Todo país que se precie acostumbra a velar por la inviolabilidad de sus fronteras. No se conoce lugar alguno en el que las Fuerzas de Seguridad desistan de proteger los límites soberanos de su país, pudiendo usar desde métodos disuasorios a otros claramente expeditivos. Trate quien quiera de pasar en avalancha por una frontera rusa o norteamericana: particularmente, no le arriendo la ganancia. Diferente parece el caso de la frontera de España con Marruecos: allá, en las espesuras del monte Gurugú, se concentran miles de personas llegadas de varios rincones del continente africano, las cuales no ocultan su intención de asaltar en avalancha la valla que separa ambas demarcaciones.
Como parece sensato, España tiene derecho y deber a proteger sus límites soberanos, que, además, son límites europeos. Desoír este mandato en función de discursos buenistas y autocomplacientes es una irresponsabilidad manifiesta y no consigue otra cosa que invitar a otros tantos miles a que engrosen lista de espera para proceder al salto. Pero la política española está repleta de irresponsabilidad discursiva y pocos se atreven a ser rígidos en este menester: hacerse la foto con perfiles bordeados por el buenismo es demasiada tentación para todos. Ya sabemos que quienes vienen no lo hacen con mala intención, no quieren robar, matar, delinquir, son personas que huyen de sus países buscando mejor vida, no son perversos traficantes ni futuros desestabilizadores sociales, lo sabemos. Sabemos que son fuertes y están decididos a todo. Pero ellos deberían saber que frente a su intención de asalto ilegítimo está una legislación ordenada que protege los intereses nacionales de un país que no puede abrir sus puertas de par en par a todo un continente. Y no por hacerlo es un maldito xenófobo intransigente.
Los asaltos se seguirán produciendo mientras la legislación no se adecue a la realidad, mientras la Ley de Extranjería contemple que quien supere la prueba, la valla, pueda quedarse. No deja de ser una prueba de esfuerzo: el que salte y supere concertinas y mallas, se queda. Quien está al otro lado, lógicamente, lo intentará hasta el desfallecimiento. En el momento en el que se ponga en práctica la expulsión inmediata, por puerta giratoria, la presión no será la misma. Pero eso precisa decidida acción política de los principales partidos y abandono manifiesto de la tentación de dejar frases para el lapidario cursi.Europa se desentiende de un problema que, irresponsablemente, asigna solo a países limítrofes como España e Italia. Bruselas debe saber que aquellos que cruzan a la desesperada no se quedan en Melilla. Son liberados tras un lento proceso burocrático, transportados a la península y, después, abandonados a su suerte. Muchos de ellos se quedan en España, pero muchos suben hasta Francia o más allá, entre otras cosas porque proceden de países del área francófona y utilizan habitualmente ese idioma. Si estos países creen asumible la cifra de inmigrantes irregulares se comprende que miren hacia otro lado, pero si lo hacen en la confianza de que la cosa se va a quedar en esos márgenes están equivocados: la aceptación de una situación irregular potencia todos los 'efectos llamada' y transforma a los trescientos en mil quinientos, y a estos en diez mil, y así. Es fácil ponerse de perfil y emitir frases para la historia.

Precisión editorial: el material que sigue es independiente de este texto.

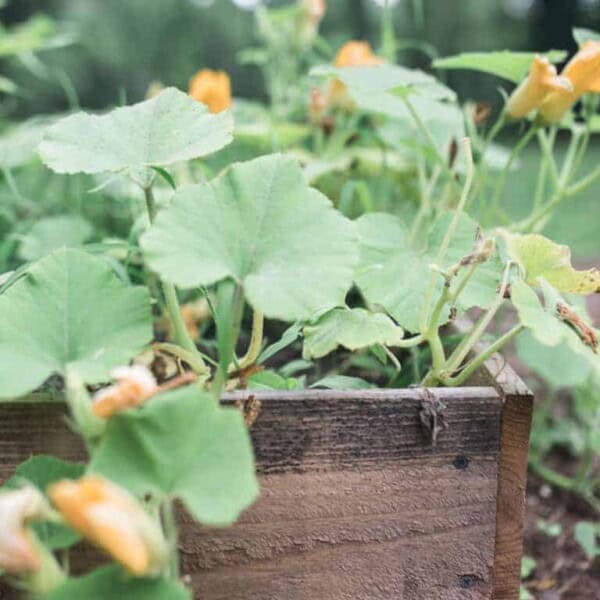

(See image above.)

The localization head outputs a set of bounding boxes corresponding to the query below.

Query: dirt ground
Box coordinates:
[525,290,600,600]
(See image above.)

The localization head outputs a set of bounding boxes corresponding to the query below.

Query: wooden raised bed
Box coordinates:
[0,357,532,600]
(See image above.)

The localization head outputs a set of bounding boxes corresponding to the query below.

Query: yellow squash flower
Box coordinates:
[540,41,600,123]
[92,365,159,419]
[189,69,232,113]
[0,486,50,575]
[329,40,384,106]
[506,56,572,119]
[335,41,383,67]
[48,475,167,577]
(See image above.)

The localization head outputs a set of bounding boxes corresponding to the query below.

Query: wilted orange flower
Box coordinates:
[189,69,232,113]
[48,475,167,577]
[329,41,384,105]
[92,365,159,419]
[0,486,49,575]
[506,56,572,119]
[540,41,600,123]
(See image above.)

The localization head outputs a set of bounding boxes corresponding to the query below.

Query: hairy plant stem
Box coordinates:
[236,310,265,370]
[484,125,539,221]
[420,138,474,332]
[440,324,525,387]
[144,186,209,375]
[160,498,179,580]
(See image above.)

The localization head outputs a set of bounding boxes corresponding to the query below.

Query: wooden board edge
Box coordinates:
[492,393,533,600]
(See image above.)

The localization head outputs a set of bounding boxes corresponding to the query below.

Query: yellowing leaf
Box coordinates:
[506,234,600,294]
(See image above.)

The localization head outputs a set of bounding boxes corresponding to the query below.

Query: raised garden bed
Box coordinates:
[0,356,532,600]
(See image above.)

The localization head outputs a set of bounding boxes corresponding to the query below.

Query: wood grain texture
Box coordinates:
[0,387,502,600]
[456,321,533,600]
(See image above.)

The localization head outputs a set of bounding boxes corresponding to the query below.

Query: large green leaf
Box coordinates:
[141,155,357,320]
[315,65,465,152]
[311,64,456,100]
[0,117,56,169]
[433,50,567,83]
[19,215,93,261]
[511,280,600,374]
[302,308,404,359]
[355,213,501,332]
[44,566,192,600]
[506,233,600,294]
[4,456,85,550]
[0,249,152,398]
[39,88,233,178]
[90,387,258,526]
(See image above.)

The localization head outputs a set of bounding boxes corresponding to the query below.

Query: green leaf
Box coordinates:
[90,386,258,526]
[0,117,56,169]
[516,331,593,389]
[0,249,152,399]
[39,88,233,178]
[511,280,600,374]
[302,308,404,359]
[4,456,85,550]
[44,566,192,600]
[310,375,376,390]
[573,27,600,47]
[256,323,302,365]
[355,213,501,332]
[506,233,600,294]
[574,521,600,558]
[141,155,356,321]
[433,50,567,83]
[311,64,456,100]
[19,215,93,261]
[248,371,301,391]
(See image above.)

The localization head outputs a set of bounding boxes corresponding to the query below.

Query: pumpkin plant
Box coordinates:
[0,22,600,600]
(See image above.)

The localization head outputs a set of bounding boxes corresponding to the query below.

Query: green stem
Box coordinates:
[381,0,397,64]
[402,96,460,191]
[238,310,265,370]
[161,498,179,580]
[484,125,538,221]
[445,262,512,374]
[440,324,525,387]
[420,138,474,337]
[144,186,209,373]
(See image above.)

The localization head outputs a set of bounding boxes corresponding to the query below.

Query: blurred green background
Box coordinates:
[0,0,600,261]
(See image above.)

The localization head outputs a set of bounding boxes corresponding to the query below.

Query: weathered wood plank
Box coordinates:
[0,388,502,600]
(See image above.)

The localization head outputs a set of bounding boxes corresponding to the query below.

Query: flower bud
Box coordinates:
[48,475,168,577]
[92,365,159,419]
[0,485,50,575]
[189,69,232,113]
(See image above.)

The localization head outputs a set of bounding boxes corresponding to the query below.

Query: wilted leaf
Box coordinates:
[506,233,600,294]
[302,308,404,359]
[44,566,192,600]
[0,249,152,399]
[141,155,357,321]
[39,88,233,178]
[19,215,93,261]
[511,280,600,373]
[90,386,258,526]
[433,50,567,83]
[310,375,375,390]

Es fácil hacerse el fray Escoba social y parecer un ser humano angelical cuando no se tienen responsabilidades de control y vigilancia de fronteras. Es fácil pensar en que sea otro el que haga el trabajo sucio de protegerme la puerta de casa mientras yo me hago el bueno, el poeta, el angelical. Es fácil, pero no es decente. Todo hijo de vecino sabe coger la guitarra, colgarse un poncho, acariciar un corderito y decir aquello de que la Tierra es del Viento, pero con eso no ayuda a solucionar un serio problema social y de orden público. Tampoco parece razonable resignarse mediante la consabida oración de que es incontenible tal movimiento y que resulta estéril oponerse a él. Desafíos como el presente, movilidades geográficas como esta, requieren cierta seriedad en la toma de decisiones. Menos posturitas y más adaptar la legislación a la realidad y hacerlo de forma expeditiva, de tal manera que disuada todas las avalanchas.